When we get back in the car, he hands me the bottle and I tuck it into the pocket in the back of the front seat. It’s not a great option for borrowed, but at least we have something.
“Let’s do the Vegas sign now,” he says to the driver. “We need to up our game.”
When we reach the sign, we hop out of the car.
“I’ll take your picture,” he says, pulling out his phone. I adjust the collar of my shirt, hoping it’s straight, then hold my arms outstretched. He pushes his Wayfarers to the top of his head and holds up his phone.
“You’re fucking beautiful,” he says as he takes the pictures.
My stomach rises and falls and I don’t know what to say. But again, he’s not looking for a response.
“Now your turn,” I say as he lowers his sunglasses.
He shakes his head, slings his arm around my shoulders, turns us, and holds out the phone for a selfie.
I stare at the still image he’s just captured.
We both look so happy. He looks so gorgeous, anyone would think he was a movie star or a model or something.
“Come on,” he says, scooping up my hand and pulling me into the car. “Next stop.”
“Do you think we need to get someone to loan us something?” I ask as we pull back out onto the street. “Or do we buy something and loan it to Leo and Jules?”
“Either would qualify. What could we buy for a hundred dollars?” he asks.
“What about the necklace you gave us,” I suggest. “I could loan her that. It’s the most expensive thing I own.
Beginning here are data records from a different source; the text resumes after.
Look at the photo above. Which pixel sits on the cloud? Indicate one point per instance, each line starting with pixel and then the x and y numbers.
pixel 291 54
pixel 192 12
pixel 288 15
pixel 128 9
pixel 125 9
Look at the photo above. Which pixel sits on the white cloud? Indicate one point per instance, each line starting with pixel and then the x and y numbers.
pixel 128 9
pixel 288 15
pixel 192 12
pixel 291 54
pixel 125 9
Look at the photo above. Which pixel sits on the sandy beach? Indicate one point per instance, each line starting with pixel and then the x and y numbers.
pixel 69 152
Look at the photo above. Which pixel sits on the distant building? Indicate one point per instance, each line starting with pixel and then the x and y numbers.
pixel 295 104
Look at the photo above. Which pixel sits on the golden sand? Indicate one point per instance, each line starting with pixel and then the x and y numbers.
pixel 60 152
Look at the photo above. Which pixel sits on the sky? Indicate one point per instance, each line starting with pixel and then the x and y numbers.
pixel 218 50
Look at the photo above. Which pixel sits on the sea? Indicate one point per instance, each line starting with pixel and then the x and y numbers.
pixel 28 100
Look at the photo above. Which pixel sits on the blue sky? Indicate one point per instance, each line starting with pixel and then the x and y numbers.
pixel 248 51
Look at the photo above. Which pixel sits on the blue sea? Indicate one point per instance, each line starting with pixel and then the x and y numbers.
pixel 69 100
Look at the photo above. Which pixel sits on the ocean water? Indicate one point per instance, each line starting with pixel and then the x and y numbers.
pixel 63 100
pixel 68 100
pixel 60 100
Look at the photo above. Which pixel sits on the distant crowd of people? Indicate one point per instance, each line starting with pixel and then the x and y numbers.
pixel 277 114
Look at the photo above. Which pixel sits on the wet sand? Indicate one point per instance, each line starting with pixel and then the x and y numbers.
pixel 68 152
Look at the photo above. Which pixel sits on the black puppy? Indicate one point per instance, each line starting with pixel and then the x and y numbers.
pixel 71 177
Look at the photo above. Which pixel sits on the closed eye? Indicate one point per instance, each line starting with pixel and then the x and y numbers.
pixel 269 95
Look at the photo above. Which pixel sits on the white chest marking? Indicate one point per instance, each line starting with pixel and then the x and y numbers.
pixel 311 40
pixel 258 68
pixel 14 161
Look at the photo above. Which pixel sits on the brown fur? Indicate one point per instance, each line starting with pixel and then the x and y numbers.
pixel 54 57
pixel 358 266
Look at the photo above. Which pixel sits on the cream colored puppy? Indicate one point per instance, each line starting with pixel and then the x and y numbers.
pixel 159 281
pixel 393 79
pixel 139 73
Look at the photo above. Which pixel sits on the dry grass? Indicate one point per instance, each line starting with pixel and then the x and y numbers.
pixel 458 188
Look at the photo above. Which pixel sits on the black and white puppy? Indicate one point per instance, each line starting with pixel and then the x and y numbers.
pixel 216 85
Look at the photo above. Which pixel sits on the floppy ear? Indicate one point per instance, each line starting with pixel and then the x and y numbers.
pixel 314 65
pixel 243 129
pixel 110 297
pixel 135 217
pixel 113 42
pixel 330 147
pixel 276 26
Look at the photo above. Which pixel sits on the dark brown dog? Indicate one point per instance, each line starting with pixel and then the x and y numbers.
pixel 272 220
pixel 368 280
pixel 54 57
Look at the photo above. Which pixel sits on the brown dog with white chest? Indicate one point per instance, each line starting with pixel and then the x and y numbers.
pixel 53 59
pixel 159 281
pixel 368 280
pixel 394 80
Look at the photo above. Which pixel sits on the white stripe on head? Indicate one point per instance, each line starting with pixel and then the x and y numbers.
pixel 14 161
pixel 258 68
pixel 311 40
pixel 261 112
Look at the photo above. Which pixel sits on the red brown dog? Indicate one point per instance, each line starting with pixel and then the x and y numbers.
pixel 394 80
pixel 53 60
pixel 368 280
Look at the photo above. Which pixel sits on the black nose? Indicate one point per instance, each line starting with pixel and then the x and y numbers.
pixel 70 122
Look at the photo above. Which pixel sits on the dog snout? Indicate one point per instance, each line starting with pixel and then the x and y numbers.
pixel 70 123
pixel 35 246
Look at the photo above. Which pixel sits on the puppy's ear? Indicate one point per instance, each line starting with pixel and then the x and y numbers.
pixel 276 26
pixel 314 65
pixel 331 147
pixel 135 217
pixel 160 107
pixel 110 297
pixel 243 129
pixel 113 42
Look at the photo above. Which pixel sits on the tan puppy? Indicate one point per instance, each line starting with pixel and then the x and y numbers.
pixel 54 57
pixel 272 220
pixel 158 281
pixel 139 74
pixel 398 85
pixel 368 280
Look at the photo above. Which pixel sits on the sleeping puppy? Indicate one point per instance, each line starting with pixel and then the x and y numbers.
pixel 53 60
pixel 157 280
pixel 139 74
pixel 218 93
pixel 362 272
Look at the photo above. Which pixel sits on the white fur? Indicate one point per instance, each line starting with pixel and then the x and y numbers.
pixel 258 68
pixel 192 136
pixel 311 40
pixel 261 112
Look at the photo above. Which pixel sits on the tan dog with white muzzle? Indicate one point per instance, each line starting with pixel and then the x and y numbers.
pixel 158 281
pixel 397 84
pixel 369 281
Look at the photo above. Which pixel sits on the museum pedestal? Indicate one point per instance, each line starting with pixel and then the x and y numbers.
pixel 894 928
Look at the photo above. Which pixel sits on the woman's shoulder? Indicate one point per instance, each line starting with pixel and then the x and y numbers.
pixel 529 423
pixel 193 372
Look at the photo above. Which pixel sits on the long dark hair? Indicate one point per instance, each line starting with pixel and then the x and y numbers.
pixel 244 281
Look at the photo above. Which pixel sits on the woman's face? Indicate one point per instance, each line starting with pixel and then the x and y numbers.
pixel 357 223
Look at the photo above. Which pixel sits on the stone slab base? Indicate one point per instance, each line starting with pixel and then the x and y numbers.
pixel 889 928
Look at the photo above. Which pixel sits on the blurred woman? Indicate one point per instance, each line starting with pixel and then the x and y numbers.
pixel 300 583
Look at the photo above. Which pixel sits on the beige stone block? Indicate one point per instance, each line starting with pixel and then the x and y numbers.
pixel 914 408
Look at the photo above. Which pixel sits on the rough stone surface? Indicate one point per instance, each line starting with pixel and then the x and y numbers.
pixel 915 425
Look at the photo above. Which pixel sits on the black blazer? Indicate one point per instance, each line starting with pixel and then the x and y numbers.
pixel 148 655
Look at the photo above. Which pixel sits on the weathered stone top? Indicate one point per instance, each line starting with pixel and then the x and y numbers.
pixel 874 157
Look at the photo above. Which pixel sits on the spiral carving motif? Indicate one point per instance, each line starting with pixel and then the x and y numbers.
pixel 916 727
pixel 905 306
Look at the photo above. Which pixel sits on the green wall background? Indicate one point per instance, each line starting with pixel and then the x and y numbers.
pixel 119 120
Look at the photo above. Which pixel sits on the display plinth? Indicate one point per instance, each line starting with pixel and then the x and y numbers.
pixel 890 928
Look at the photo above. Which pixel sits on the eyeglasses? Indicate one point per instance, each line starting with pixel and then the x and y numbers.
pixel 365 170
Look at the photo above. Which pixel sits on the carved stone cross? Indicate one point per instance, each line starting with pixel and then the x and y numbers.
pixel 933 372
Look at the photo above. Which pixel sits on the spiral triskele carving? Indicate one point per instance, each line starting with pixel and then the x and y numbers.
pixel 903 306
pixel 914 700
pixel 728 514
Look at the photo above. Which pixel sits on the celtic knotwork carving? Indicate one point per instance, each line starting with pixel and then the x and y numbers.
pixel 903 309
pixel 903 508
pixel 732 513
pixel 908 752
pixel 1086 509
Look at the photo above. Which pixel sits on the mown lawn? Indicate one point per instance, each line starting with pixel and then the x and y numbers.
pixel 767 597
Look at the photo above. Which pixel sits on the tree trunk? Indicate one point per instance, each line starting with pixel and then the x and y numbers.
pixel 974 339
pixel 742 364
But she does already have one exactly the same.”
A smile curls around his lips at my lame suggestion, and I have the urge to press my fingers against his mouth, feeling the way it moves under my touch.
“Is she looking for expensive or thoughtful?” he asks. “Meaningful?”
“I don’t have anything with me.” I have a trinket box at home with things inside that might have qualified: a shell I found by the lake the first summer we went to the cabin, a small ceramic duck I took into all my exams in college, and the silver dollar coin my dad gave me on my sixth birthday. He told me it was magic. For years, when Dad went away, I’d take the silver dollar everywhere I went. I’d turn it over and over in my hand, thinking of my father working hard for us, sacrificing his time with us so we could have the life he wanted for us.
But it was all a lie.
That dollar has the Statue of Liberty on one side, her hand thrust in the air. On the other side is etched a boat with the words, “The Love of Liberty Brought us Here.”
That coin wasn’t magic—it was an excuse. It was a symbol of his worship of liberty and freedom. But he didn’t want freedom from governmental tyranny. He wanted to live free from responsibility and loyalty. He twisted what should be great to fit his selfishness and cowardice.
“You okay?” Worth slips his hand over mine, and I nod.
“Did you get bad news in Cincinnati?”
His question takes the breath from my lungs, and I snap my head around to look at him sitting across from me in the car. The colors and sounds of the Strip are shut out, and all I can think about is how Worth is inside my head.
“I don’t—I can’t—I have—yes,” I say finally. “I got some bad news. But I don’t want Jules to know,” I say quickly. “I don’t want to take the attention away from her and Leo’s weekend.”
“So you haven’t told her. And she won’t hear it from me.”